Actually, most investors would be surprised to learn that temporary staffing does very well during periods of sustained, high unemployment like this one.
This unemployment percentage chart, provided by our friends at the Bureau of Labor Statistics, makes me chuckle.
With all the week-to-week consternation over jobs numbers, you'd think we'd had more than a 0.5% variance in unemployment over the past year! But this trend is past due to change, and coupled with two other factors it could create a "Bermuda Triangle" of margin concerns for temporary staffing firms.
1). The unemployment rate will break its current tight volatility range. The last two weeks of unemployment claims have been at 362,000 and 344,000. The market thought one number was "good" and one was "bad," but they're both really an indicator of shocking consistency. At some point this will break, and claims will either drop below 350,000 consistently, dropping unemployment significantly, or they'll rise. Unfortunately, either outcome will cause short-term pain in temporary staffing.
2). Workers compensation costs are rising quickly
3). Gas prices are already high and headed higher
It's time to lock in your gains
If you own shares of Trueblue Inc (NYSE:TBI), selling is probably the last thing on your mind. But with the stock trading near a 52 week high, you should probably consider locking in your gains despite the stellar performance.
And the performance has been great. TrueBlue's Labor Ready brand has benefited from employers uncertainty, and wish for "non-committal" temp labor. EPS is up 16% year over year, and the company torched its most recent quarter (36% beat.) But beneath the surface, the "Bermuda Triangle" is ready to strangle TBI's near-term margins.

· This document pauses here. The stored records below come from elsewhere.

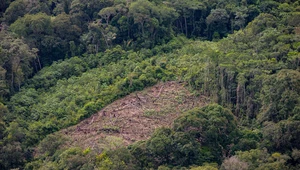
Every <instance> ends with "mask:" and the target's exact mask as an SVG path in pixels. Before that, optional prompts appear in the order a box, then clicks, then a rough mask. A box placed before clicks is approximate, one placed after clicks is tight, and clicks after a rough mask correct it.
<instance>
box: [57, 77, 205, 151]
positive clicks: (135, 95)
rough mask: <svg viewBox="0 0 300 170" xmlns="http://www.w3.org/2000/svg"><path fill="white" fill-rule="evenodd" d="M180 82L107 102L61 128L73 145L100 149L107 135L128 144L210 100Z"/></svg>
mask: <svg viewBox="0 0 300 170" xmlns="http://www.w3.org/2000/svg"><path fill="white" fill-rule="evenodd" d="M208 102H209V101H208V99H207V98H205V97H204V96H195V95H193V94H191V93H190V92H189V91H188V90H187V89H186V88H185V85H184V84H182V83H178V82H166V83H159V84H157V85H155V86H153V87H150V88H147V89H145V90H143V91H140V92H135V93H132V94H130V95H128V96H126V97H124V98H122V99H119V100H117V101H115V102H113V103H112V104H110V105H108V106H106V107H105V108H103V109H102V110H101V111H99V112H98V113H95V114H94V115H92V116H91V117H90V118H88V119H86V120H84V121H82V122H80V123H79V124H77V125H75V126H72V127H69V128H67V129H64V130H62V131H60V132H59V133H60V134H63V136H65V137H67V139H69V140H68V142H67V143H68V144H67V145H69V146H80V147H83V148H88V147H89V148H91V149H97V148H98V147H99V145H101V144H103V143H105V141H106V142H107V139H108V138H107V137H113V138H114V139H116V138H115V137H117V138H118V139H120V141H121V143H122V144H124V145H129V144H131V143H133V142H135V141H140V140H145V139H147V138H149V137H150V136H151V134H152V133H153V132H154V130H155V129H156V128H158V127H163V126H164V127H170V126H171V125H172V122H173V121H174V119H176V118H177V117H178V116H179V115H180V113H182V112H184V111H186V110H189V109H191V108H194V107H202V106H204V105H206V104H207V103H208Z"/></svg>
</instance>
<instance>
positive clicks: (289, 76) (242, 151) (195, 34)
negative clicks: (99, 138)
mask: <svg viewBox="0 0 300 170" xmlns="http://www.w3.org/2000/svg"><path fill="white" fill-rule="evenodd" d="M2 16H3V18H1V21H2V22H3V23H1V25H0V40H1V41H0V146H1V147H0V148H1V149H0V150H1V153H4V154H1V155H0V169H11V168H21V169H22V166H23V164H24V163H25V162H29V163H28V164H27V165H26V168H27V169H39V168H40V169H43V168H44V169H93V168H94V167H97V168H98V169H137V168H141V169H142V168H159V169H169V168H175V169H176V168H181V167H189V166H190V165H192V164H195V165H197V166H199V167H194V169H195V168H196V169H214V168H218V167H217V166H215V165H206V164H204V163H205V162H217V163H218V164H219V166H221V169H222V168H223V169H232V168H237V167H238V168H239V169H247V167H248V169H287V168H290V169H293V168H294V169H297V166H298V164H299V158H298V157H299V156H297V155H298V150H299V149H300V146H299V143H300V141H299V135H300V130H299V129H300V128H299V124H300V123H299V119H300V116H299V108H300V106H299V97H298V96H299V92H300V91H299V87H300V86H299V85H300V84H299V61H300V59H299V51H300V45H299V41H300V38H299V35H300V31H299V23H300V22H299V18H300V17H299V2H298V1H273V0H268V1H256V0H241V1H234V0H226V1H221V0H214V1H201V2H200V1H197V0H186V1H179V0H167V1H161V0H152V1H148V0H137V1H123V0H118V1H96V0H93V1H87V0H63V1H23V0H16V1H12V2H11V1H3V2H2V1H1V2H0V17H2ZM8 31H10V32H8ZM231 33H232V34H231ZM179 34H184V35H185V36H186V37H192V38H194V40H188V39H186V38H184V37H180V36H178V35H179ZM226 37H227V38H226ZM195 39H196V40H195ZM197 39H201V40H197ZM204 39H209V40H213V42H209V41H202V40H204ZM167 42H168V43H167ZM77 56H79V57H77ZM68 58H69V59H68ZM61 59H64V61H62V60H61ZM42 68H43V69H42ZM29 78H30V79H29ZM168 80H178V81H184V82H186V83H187V84H188V85H189V87H190V88H191V90H192V91H193V92H194V93H195V94H199V95H202V96H205V97H208V98H210V99H211V101H214V102H216V103H218V104H219V105H216V104H215V105H209V106H206V107H204V108H195V109H193V110H191V111H188V112H187V113H185V114H183V115H181V116H180V117H179V118H178V119H177V120H176V121H175V122H174V126H173V128H172V129H169V128H165V129H159V130H157V131H156V132H155V133H154V134H153V136H152V137H151V138H150V139H149V140H147V141H144V142H139V143H136V144H134V145H132V146H130V149H129V150H127V149H125V148H120V147H119V143H118V142H120V141H119V140H118V139H114V138H113V139H109V138H108V139H107V140H104V145H105V146H103V147H102V150H105V149H104V147H107V148H110V149H109V150H106V152H103V153H101V154H100V155H99V153H97V154H95V152H94V151H93V149H91V150H85V151H82V150H81V149H79V148H68V149H65V148H59V147H60V146H62V145H63V143H64V138H63V137H57V136H53V135H49V134H52V133H54V132H56V131H58V130H60V129H62V128H65V127H68V126H71V125H74V124H76V123H78V122H79V121H80V120H82V119H84V118H87V117H89V116H90V115H92V114H94V113H96V112H97V111H98V110H100V109H101V108H103V107H105V106H106V105H108V104H110V103H111V102H113V101H115V100H116V99H118V98H121V97H123V96H125V95H127V94H129V93H131V92H134V91H136V90H142V89H143V88H145V87H147V86H151V85H154V84H156V83H157V82H159V81H168ZM2 103H3V104H2ZM220 105H222V106H220ZM224 107H226V108H227V109H225V108H224ZM231 112H232V113H233V114H234V115H235V116H233V114H232V113H231ZM106 130H107V131H119V129H118V127H106ZM56 139H58V140H56ZM105 142H106V143H105ZM38 143H40V144H39V152H40V153H39V154H40V155H39V156H38V158H36V159H34V160H31V159H32V158H31V155H32V153H31V152H32V151H31V147H35V146H37V145H38ZM108 143H111V144H112V145H109V144H108ZM259 148H267V149H268V151H267V150H262V149H259ZM234 154H235V156H234ZM287 154H288V155H290V156H291V158H288V157H287V156H286V155H287ZM97 155H98V156H97ZM226 157H228V158H226ZM6 160H9V161H6ZM222 162H223V163H222ZM221 163H222V164H221ZM232 165H234V167H232ZM298 167H299V166H298ZM298 169H299V168H298Z"/></svg>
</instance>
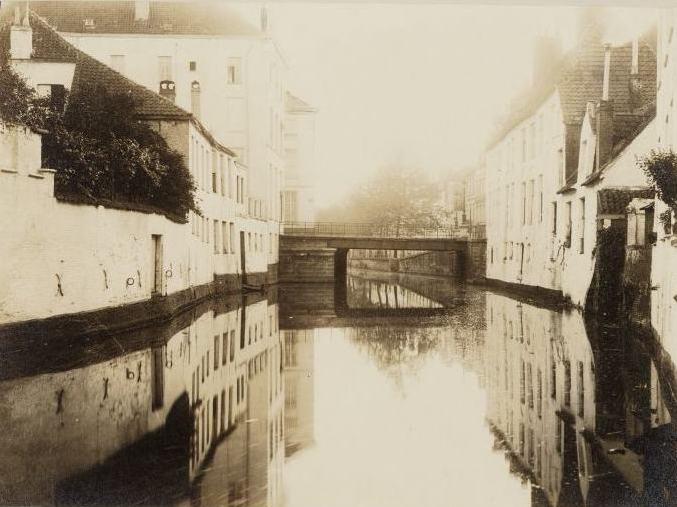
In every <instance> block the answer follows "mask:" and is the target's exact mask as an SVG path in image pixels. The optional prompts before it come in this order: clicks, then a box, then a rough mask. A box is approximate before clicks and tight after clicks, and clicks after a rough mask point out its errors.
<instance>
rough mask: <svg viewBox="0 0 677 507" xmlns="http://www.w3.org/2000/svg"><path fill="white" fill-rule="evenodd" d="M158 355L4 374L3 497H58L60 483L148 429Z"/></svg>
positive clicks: (133, 355) (13, 501) (141, 356)
mask: <svg viewBox="0 0 677 507" xmlns="http://www.w3.org/2000/svg"><path fill="white" fill-rule="evenodd" d="M151 356H152V352H151V350H149V349H146V350H142V351H139V352H133V353H130V354H123V355H120V356H119V357H116V358H115V359H113V360H110V361H106V362H103V363H99V364H94V365H90V366H87V367H85V368H79V369H76V370H71V371H65V372H58V373H50V374H45V375H37V376H35V377H31V378H19V379H14V380H6V381H4V382H2V383H1V384H0V399H1V400H2V401H1V402H0V403H1V406H2V417H1V418H2V421H3V422H2V434H1V435H0V503H3V504H8V503H9V504H46V503H54V501H55V498H54V489H55V484H58V483H59V482H60V481H62V480H63V479H66V478H67V477H70V476H73V475H76V474H79V473H81V472H84V471H86V470H87V469H89V468H90V467H92V466H94V465H96V464H98V463H101V462H103V461H105V460H106V459H107V458H109V457H110V456H112V455H113V454H115V453H116V452H117V451H118V450H119V449H121V448H124V447H126V446H129V445H131V444H133V443H134V442H136V441H138V440H140V439H141V438H142V437H143V436H144V435H145V434H146V433H148V431H149V425H148V419H149V415H150V413H151V410H152V409H151V404H150V399H151V386H150V375H149V372H150V362H151Z"/></svg>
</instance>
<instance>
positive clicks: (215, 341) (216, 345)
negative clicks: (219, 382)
mask: <svg viewBox="0 0 677 507" xmlns="http://www.w3.org/2000/svg"><path fill="white" fill-rule="evenodd" d="M220 341H221V337H220V336H219V335H217V334H216V335H214V371H216V370H218V369H219V342H220ZM224 355H225V354H224Z"/></svg>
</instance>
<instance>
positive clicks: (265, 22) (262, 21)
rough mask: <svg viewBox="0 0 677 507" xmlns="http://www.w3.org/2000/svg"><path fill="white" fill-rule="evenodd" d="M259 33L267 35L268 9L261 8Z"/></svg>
mask: <svg viewBox="0 0 677 507" xmlns="http://www.w3.org/2000/svg"><path fill="white" fill-rule="evenodd" d="M261 31H262V32H263V33H268V9H266V7H265V6H264V7H261Z"/></svg>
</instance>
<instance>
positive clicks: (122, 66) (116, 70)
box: [110, 55, 125, 74]
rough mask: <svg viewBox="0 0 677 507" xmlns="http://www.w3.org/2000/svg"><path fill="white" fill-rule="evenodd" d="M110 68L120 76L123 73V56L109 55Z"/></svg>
mask: <svg viewBox="0 0 677 507" xmlns="http://www.w3.org/2000/svg"><path fill="white" fill-rule="evenodd" d="M110 67H111V69H113V70H114V71H116V72H119V73H120V74H124V73H125V55H111V56H110Z"/></svg>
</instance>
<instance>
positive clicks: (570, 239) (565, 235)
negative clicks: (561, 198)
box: [564, 201, 571, 248]
mask: <svg viewBox="0 0 677 507" xmlns="http://www.w3.org/2000/svg"><path fill="white" fill-rule="evenodd" d="M565 213H566V215H565V223H564V246H565V247H567V248H569V247H571V201H568V202H567V203H566V212H565Z"/></svg>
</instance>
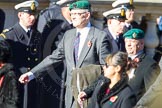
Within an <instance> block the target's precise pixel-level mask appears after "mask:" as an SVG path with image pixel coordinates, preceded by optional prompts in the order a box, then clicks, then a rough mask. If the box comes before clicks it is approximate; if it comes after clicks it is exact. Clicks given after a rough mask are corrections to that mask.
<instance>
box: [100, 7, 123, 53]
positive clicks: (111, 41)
mask: <svg viewBox="0 0 162 108" xmlns="http://www.w3.org/2000/svg"><path fill="white" fill-rule="evenodd" d="M103 16H104V17H106V18H107V27H106V28H105V29H104V31H105V32H106V33H107V34H108V39H109V40H110V42H111V44H112V51H111V52H112V53H114V52H117V51H125V44H124V39H123V36H122V34H123V32H124V26H125V19H126V16H125V9H124V8H122V7H119V8H114V9H112V10H109V11H106V12H104V13H103Z"/></svg>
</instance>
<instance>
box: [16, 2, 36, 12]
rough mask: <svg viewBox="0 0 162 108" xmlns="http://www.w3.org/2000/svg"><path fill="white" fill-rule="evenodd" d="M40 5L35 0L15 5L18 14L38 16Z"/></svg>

1). Trueblue Inc (NYSE:TBI) has had to drastically expand its business to keep up with the demand for temporary labor, recently acquiring MDT Personnel. This expansion puts the company in a tough spot should any change (good or bad) occur in the unemployment rate. If the rate decreases and employers get less "jittery," permanent placement will benefit, not temporary; TrueBlue, unlike most staffing companies, is 100% temp. If unemployment rises, TBI's expansion and the costs associated with it could be catastrophic. It's also worth noting that the companies CEO is said to be considering another acquisition "aggressively."
2). Labor Ready, TrueBlue's flagship brand, specializes in light industrial staffing and day labor. This business surges during times of manufacturing expansion and employer uncertainty-we've had both recently. The good times have a catch: an inherit risk to this business is its exposure to workers injury risk. With workers compensation rates set to rise sharply, TrueBlue will feel the impact more than most staffing providers because of the markets it serves.
3). Finally, gas prices will affect TrueBlue negatively, and I promise I'm not just picking on the company. This is actually an oft-missed margin killer to temporary staffing and light industrial type businesses. TrueBlue specializes in unskilled labor, at low wages. Increased gas prices will affect their employees more than most, and at some point wages will need to increase, if even slightly; their clients will not want to pick up the tab.